Lecture 5: Policy Gradient

Lecture Slides & Videos

• Lecture 5: Policy Gradients

• CS 285: Lecture 5, Part 1

• CS 285: Lecture 5, Part 2

• CS 285: Lecture 5, Part 3

• CS 285: Lecture 5, Part 4

• CS 285: Lecture 5, Part 5

• CS 285: Lecture 5, Part 6

Policy Gradient

Evaluating the objective

$$ \theta^\star=\arg\max_\theta E_{\tau\sim p_\theta(\tau)}\left[\sum_tr(s_t,a_t)\right] $$

Denoting $E_{\tau\sim p_\theta(\tau)}\left[\sum_tr(s_t,a_t)\right]$ as $J(\theta)$, how can we evaluate it?

We can simply make rollouts from out policy, which means we collect $n$ sampled trajectories by running our policy in the real world and average the total reward.

$$ J(\theta)=E_{\tau\sim p_{\theta}(\tau)}\left[\sum_tr(\mathbf{s}_t,\mathbf{a}_t)\right]\approx\frac{1}{N}\sum_i\sum_tr(\mathbf{s}_{i,t},\mathbf{a}_{i,t}) $$

Direct policy differentiation

More importantly, we actually want to improve out policy, so we need to come up with a way to estimate its derivative.

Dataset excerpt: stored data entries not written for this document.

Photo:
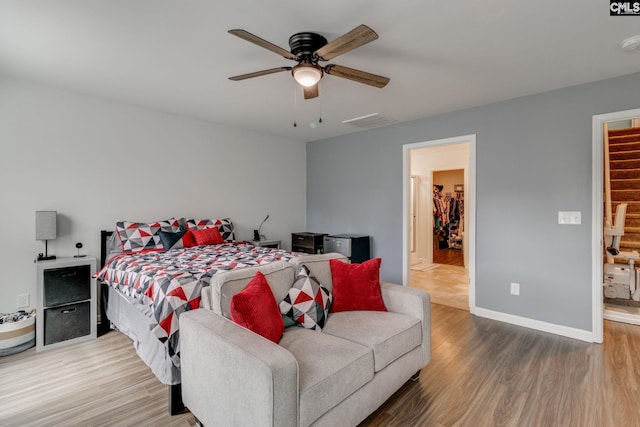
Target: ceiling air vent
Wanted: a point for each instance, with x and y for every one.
(369, 121)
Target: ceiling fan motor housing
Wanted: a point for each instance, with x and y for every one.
(303, 45)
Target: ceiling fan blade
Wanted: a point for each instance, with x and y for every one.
(357, 37)
(245, 35)
(259, 73)
(357, 75)
(310, 91)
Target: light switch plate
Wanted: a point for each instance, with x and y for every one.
(569, 217)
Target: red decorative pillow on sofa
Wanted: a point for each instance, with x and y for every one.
(207, 236)
(356, 286)
(256, 309)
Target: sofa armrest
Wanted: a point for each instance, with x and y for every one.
(232, 376)
(414, 302)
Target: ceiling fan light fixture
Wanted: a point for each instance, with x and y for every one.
(307, 74)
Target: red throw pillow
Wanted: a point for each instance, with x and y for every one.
(208, 236)
(356, 286)
(256, 309)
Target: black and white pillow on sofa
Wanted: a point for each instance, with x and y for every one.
(307, 302)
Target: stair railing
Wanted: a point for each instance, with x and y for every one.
(607, 177)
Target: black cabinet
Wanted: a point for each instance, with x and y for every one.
(66, 302)
(310, 243)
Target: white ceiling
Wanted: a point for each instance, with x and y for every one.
(176, 56)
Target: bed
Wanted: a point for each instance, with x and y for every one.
(148, 280)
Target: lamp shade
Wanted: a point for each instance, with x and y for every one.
(307, 74)
(46, 223)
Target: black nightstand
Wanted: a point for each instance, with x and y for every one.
(66, 302)
(310, 243)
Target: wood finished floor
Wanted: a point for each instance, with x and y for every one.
(482, 373)
(446, 284)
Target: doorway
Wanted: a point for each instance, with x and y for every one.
(439, 251)
(599, 310)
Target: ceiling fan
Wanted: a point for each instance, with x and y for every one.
(307, 49)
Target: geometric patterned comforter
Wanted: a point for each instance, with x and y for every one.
(171, 282)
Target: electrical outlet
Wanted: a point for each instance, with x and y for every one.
(515, 288)
(22, 301)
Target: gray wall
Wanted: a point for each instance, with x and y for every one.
(97, 162)
(533, 159)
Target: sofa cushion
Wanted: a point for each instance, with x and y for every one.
(256, 309)
(329, 369)
(307, 302)
(224, 285)
(389, 335)
(318, 265)
(356, 286)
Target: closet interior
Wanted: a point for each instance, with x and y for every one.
(448, 215)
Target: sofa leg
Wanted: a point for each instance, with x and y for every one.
(175, 400)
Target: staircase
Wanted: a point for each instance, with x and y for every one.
(624, 164)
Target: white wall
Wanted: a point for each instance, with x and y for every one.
(97, 162)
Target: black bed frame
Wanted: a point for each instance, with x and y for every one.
(176, 406)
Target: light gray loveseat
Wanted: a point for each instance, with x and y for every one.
(337, 377)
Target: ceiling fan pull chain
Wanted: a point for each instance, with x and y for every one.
(295, 106)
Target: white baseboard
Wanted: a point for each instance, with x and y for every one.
(538, 325)
(625, 316)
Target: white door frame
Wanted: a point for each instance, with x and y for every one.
(597, 240)
(470, 207)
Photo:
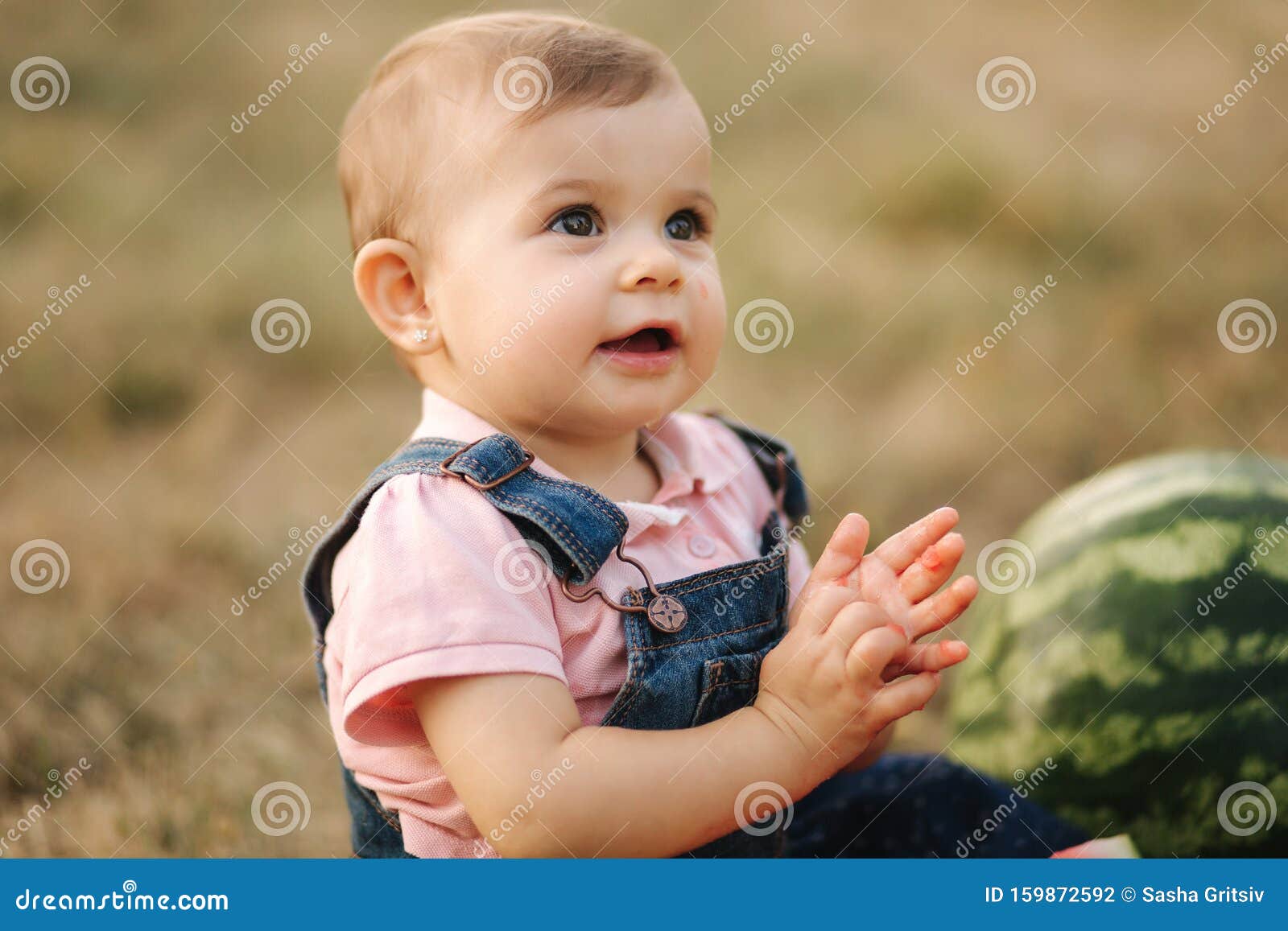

$$ J(\theta)=E_{\tau\sim p_{\theta}(\tau)}[r(\tau)]=\int p_{\theta}(\tau)r(\tau)d\tau, \text{where}r(\tau)=\sum_{t=1}^Tr(\mathbf{s}_t,\mathbf{a}_t) $$

Direct its differentiation, we have

$$ \nabla_\theta J(\theta)=\int\nabla_\theta p_\theta(\tau)r(\tau)d\tau $$

Given that

$$ p_\theta(\tau)\nabla_\theta\log p_\theta(\tau)=p_\theta(\tau)\frac{\nabla_\theta p_\theta(\tau)}{p_\theta(\tau)} $$

we can derive that

$$ \nabla_{\theta}J(\theta)=\int\nabla_{\theta}p_{\theta}(\tau)r(\tau)d\tau=E_{\tau\sim p_{\theta}(\tau)}[\nabla_{\theta}\log p_{\theta}(\tau)r(\tau)] $$

We already know, from last lecture, that

$$ p_\theta(\mathbf{s}_1,\mathbf{a}_1,\ldots,\mathbf{s}_T,\mathbf{a}_T)=p(\mathbf{s}_1)\prod_{t=1}^T\pi_\theta(\mathbf{a}_t|\mathbf{s}_t)p(\mathbf{s}_{t+1}|\mathbf{s}_t,\mathbf{a}_t) $$

Take the logarithm on both sides, we derive that

$$ \log p_{\theta}(\tau)=\log p(\mathbf{s}_{1})+\sum_{t=1}^{T}\log\pi_{\theta}(\mathbf{a}_{t}|\mathbf{s}_{t})+\log p(\mathbf{s}_{t+1}|\mathbf{s}_{t},\mathbf{a}_{t}) $$

where the first and the last items is $0$ taken the derivative with respect to $\theta$. Therefore, we’re left with this equation for the policy

$$ \nabla_\theta J(\theta)=E_{\tau\sim p_\theta(\tau)}\left[\left(\sum_{t=1}^T\nabla_\theta\log\pi_\theta(\mathbf{a}_t|\mathbf{s}_t)\right)\left(\sum_{t=1}^Tr(\mathbf{s}_t,\mathbf{a}_t)\right)\right] $$

Now, everything inside this expectation is known because we have access to the policy $\pi$ and we can evaluate the reward for all of our samples.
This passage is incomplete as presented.